FASB ASC 718-10 requires all share-based payments to employees, including grants of employee stock options, to be recognized as compensation expense over the requisite service period (generally the vesting period) in the consolidated financial statements based on their fair values on the grant date. The impact of forfeitures that may occur prior to vesting is also estimated and considered in the amount recognized. In addition, the realization of tax benefits in excess of amounts recognized for financial reporting purposes will be recognized as a financing activity in accordance with FASB ASC 718-10.  

 


No tax benefits were attributed to the stock-based compensation expense because a valuation allowance was maintained for substantially all net deferred tax assets.  We elected to adopt the alternative method of calculating the historical pool of windfall tax benefits as permitted by FASB ASC 718-10-65. This is a simplified method to determine the pool of windfall tax benefits that is used in determining the tax effects of stock compensation in the results of operations and cash flow reporting for awards that were outstanding as of the adoption of FASB ASC 718-10.

FASB ASC 505-50, “Equity-Based Payments to Non-Employees,” requires all share-based payments to non-employees, including grants of stock options, to be recognized in the consolidated financial statements as compensation expense over the service period of the consulting arrangement or until performance conditions are expected to be met.

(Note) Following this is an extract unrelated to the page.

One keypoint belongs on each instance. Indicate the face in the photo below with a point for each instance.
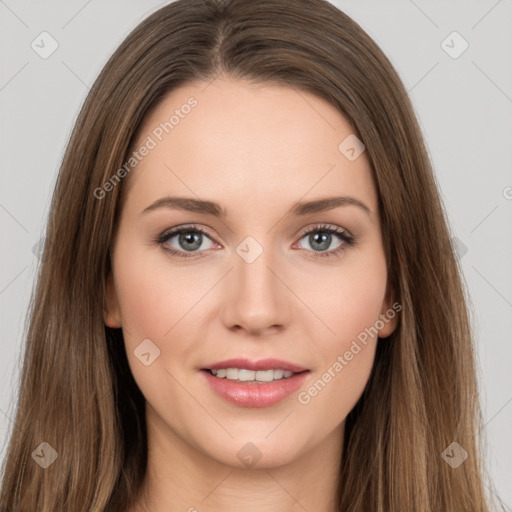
(258, 278)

Using a Black-Scholes valuation model, we periodically reassess the fair value of non-employee options until service conditions are met, which generally aligns with the vesting period of the options, and we adjust the expense recognized in the consolidated financial statements accordingly.

FASB ASC 718-20 requires that modifications of the terms or conditions of equity awards be treated as an exchange of the original award for a new award.  Incremental compensation cost is measured as the excess, if any, of the fair value of the modified award over the fair value of the original award immediately before its terms are modified. 

Recent Accounting Pronouncements

See Note 2 to the Company’s condensed consolidated financial statements for discussion of recently issued, but not yet effective, accounting pronouncements.

  

Impact of Inflation

  

Inflation has not had a significant impact on our operations to date and we are currently unable to determine the extent inflation may impact our operations in future periods.  

 

Quarterly Fluctuations

Since we are currently focused on developing our technologies for commercialization and we have not yet engaged in significant revenue producing operations, we do not have any meaningful quarterly fluctuations that impact our financial performance.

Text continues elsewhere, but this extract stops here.